NATO'ya gönderilen paralarla Afganistan'ın bombalandığını ve bu nedenle kendisinin buraya geldiğini söyledi bir arkadaş. Arkadaş, savaş ve bombalar için paraların harcandığını fakat insanların insani ihtiyacının karşılanması için para verilmediğini söyledi. Bu sözü duyan Grinde isimli bir CDU'lu vekil salonu terketti.
Bome isimli bir kadın, arkadaşların kendisine teşekkür edilmesini bekliyordu. Çünkü o, arkadaşlar için eyaletlere mektup gönderceğini söylemişti. Ancak arkadaşların buna karşı olduğunu öğrenince üzüldü.
Bu parlemento toplantısını yöneten kişi toplantıyı terketti ve terketme gerekçesi olarak da Almanya ile ilgili olarak hiç pozitif bir şey söylenmemesini gösterdi.
Parlementodaki görüşme süresi kısaydı ve orada her şeyin söylenme imkanı yoktu.
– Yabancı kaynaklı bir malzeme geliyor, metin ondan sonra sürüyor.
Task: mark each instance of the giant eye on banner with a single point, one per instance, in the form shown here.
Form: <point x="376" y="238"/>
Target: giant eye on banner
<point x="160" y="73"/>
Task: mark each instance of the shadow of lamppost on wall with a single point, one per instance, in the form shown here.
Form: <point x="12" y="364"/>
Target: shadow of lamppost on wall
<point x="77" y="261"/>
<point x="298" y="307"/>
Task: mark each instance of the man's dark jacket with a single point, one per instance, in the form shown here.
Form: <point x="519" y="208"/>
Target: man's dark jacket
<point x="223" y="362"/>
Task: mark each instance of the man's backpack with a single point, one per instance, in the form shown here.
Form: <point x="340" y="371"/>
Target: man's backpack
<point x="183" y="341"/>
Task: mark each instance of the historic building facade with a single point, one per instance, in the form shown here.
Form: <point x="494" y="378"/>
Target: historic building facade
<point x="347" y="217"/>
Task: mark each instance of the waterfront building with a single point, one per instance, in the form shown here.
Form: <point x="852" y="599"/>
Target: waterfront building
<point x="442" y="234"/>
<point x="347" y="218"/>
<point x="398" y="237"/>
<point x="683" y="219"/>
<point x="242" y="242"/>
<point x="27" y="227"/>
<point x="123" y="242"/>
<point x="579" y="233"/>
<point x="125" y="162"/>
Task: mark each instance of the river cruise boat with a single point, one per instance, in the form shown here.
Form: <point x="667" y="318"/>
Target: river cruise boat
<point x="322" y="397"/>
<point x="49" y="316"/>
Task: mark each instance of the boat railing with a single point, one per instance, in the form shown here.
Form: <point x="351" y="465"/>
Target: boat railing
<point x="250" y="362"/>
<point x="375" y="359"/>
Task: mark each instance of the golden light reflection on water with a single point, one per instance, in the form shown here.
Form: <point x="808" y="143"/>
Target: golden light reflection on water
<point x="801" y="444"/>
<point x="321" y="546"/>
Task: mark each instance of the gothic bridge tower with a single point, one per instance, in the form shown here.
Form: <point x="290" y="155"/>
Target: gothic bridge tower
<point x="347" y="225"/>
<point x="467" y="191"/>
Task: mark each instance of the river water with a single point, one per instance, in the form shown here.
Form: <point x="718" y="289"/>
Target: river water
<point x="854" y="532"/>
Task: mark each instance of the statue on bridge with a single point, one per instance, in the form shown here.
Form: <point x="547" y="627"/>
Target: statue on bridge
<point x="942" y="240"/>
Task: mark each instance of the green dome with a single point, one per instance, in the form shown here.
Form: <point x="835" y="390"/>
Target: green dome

Yarın bir basın açıklamasıyla direnişimizin nedenleri ve talepleriyle ilgili geniş şeyler söylenecek.
Parlemento görüşmesindeki genel atmosfer buydu. Şimdi her kes parlemento denilen olgunun ne olduğu konusunda bur fikir yürütmesi ve yargıda bulunması daha olanaklı hale gelmiş oldu. Bu görüşmedeki izlenimlerinden insanların parlementonun burjuvazinin ahırı olduğu gerçeğini biraz olsun anlaması mümkün oldu. Böylece parlementodan kısa sürede olumlu bir adım atacağı yanılsamasında bulunan arkadaşlar da daha gerçekçi düşünmeleri gerektiğini anlamış oldular.
Bu görüşmeden bizim çıkaracağımız en önemli sonuç şudur: Bizler kendi mücadele gücümüzle ancak özgürlüklerimizin önündeki engelleri kaldırabiliriz. Birileri özgürlüklerimizi bize bağışlamayacaktır. Taleplerimizin karşılanması ve özgürlüklerimizin önündeki engellerin kalkması ancak direnişimizin büyümesiyle gerçekleşebilecektir.
Parlemento görüşmesine gitmeden önce dört arkadaş kendi aralarında son bir kez görüştüler. Hangi konuları hangi kişinin dile getireceği konusunda son bir gözden geçirme yaptılar. Parlemento görüşmesinden sonra da Oranienplatz'a kadar yürüdük ve burada toplantımızı yaptık. Yarın da konu ile ilgili olarak bir basın toplantısı düzenleyeceğiz. Böylece her kes parlementonun bizim direnişimiz ve taleplerimize nasıl yaklaştığını öğrenmiş olacak. Diğer yandan her kes bizim taleplerimizin ne olduğunu ve neden sokaklarda olduğumuzu daha iyi anlamış olacak.
Görüldüğü gibi parlemento yetkilileri bizim direnişimizin talepleri ile ilgili olarak somut hiç bir şey söylemediler. Her zaman yaptıkları iş olan tiyatro oynamayı sürdürdüler. Mültecilerin politik argüman kullanmalarına şaşırdılar. Mültecilerin kendilerinden kişisel çıkarları için bir talepte bulunmamış olmasına şaşıdılar. Mültecilerin özgürlükleri kısıtlayan bu yasalara ve bu yasaları çıkaranlara karşı ırkçı terimini kullanmalarına şaşırdılar. Onlar mültecilerden karınlarını doyurdukları için teşekkür bekliyorlardı. Mültecilerin kendilerine teşekkür etmemesine çok alındılar.
En alttakilerin sokaklara çıkarak özgürleşmiş olmalarına ve politikleşmiş olmalarına çok şaşırdılar. Mlütecilerin bildirilerinde politik argümanlar kullanmış olmasına bir türlü inanmak istemediler.
Biz bu parlemento görüşmesinden kendi mücadelemizi daha büyük bir kuvvetle vermemiz gerektiğini öğrendik. Örgütlenme alanımızı genişletmemiz gerektiğini öğrendik. Öz örgütlenmemizden ve direnişimizden başka kimsenin bizim özgürlüğümüz önündeki engelleri kaldırmaya yardımcı olmayacağı gerçeğini iyice bilince çıkardık. İşimizin bu gün başlayıp yarın bitecek kısalıkta bir iş olmadığını anladık.